E quando um batalhão de agentes menores, já são considerados culpados, afastando-se da sua soberania a presunção de inocência, então a PGR tem de avocar o instituto da co-autoria que consiste, assim, numa “divisão de trabalho” que torna possível o facto ou que facilita o risco. Ou seja, considera que os intervenientes se vincularam entre si mediante uma resolução comum sobre o facto, assumindo cada qual, dentro do plano conjunto (expresso ou tácito, prévio ou não a execução do facto), uma tarefa parcial, mas essencial, que se apresenta como co-titular da responsabilidade pela execução de todo o processo. Sendo a resolução comum de realizar o facto o elo que uniu num todo as diferentes partes.
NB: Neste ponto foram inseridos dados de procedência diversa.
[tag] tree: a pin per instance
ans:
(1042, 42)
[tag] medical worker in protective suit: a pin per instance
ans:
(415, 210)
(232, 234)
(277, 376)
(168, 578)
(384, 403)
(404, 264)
A lei e mesmo a farta jurisprudência tem, de há muito, consagrado a tese de que, para a co-autoria, não ser indispensável que cada um dos intervenientes participe em todos os actos para a obtenção do resultado pretendido, bastando que a actuação de cada um seja um elemento componente do todo indispensável a sua produção.
Que elementos da proto-história política de Angola se tenham quedado durante mais de um mês em empolado silêncio, sinal, a nosso ver, da sua grandeza, não nos admira de modo algum. Entristece-nos é ver assim tratada, com tão profundo desprezo, a verdade dos factos, mas já estamos habituados a isso há mais de 35 anos.
De facto, o que nos entristece ainda mais é que, entretanto, depois da revelação de uma verdade altamente comprometedora para a credibilidade do nosso regime que diz ter mais de 80% dos angolanos do seu lado, o que pode parecer mais uma mentira, tudo se passa na nossa arena político-económica como se nada se tivesse passado. Dentre os nossos confrades da mídia, os que são pagos pelo Futungo calaram-se, é normal, a vergonha ajuda. O que nos espanta é os que se dizem ser denunciadores dos desmandos cometidos por governantes não terem feito a mínima crítica a esta magistral demonstração de infantilidade administrativa-económica tutelada por instituições políticas manifestamente irresponsáveis. Não dá para entender. Principalmente, quando estamos diante de um caso grave em que os principais autores, desfilam a sua impunidade e inimputabilidade, diante de um tão grosseiro desfalque, só possível com a intervenção de autores ao mais alto nível.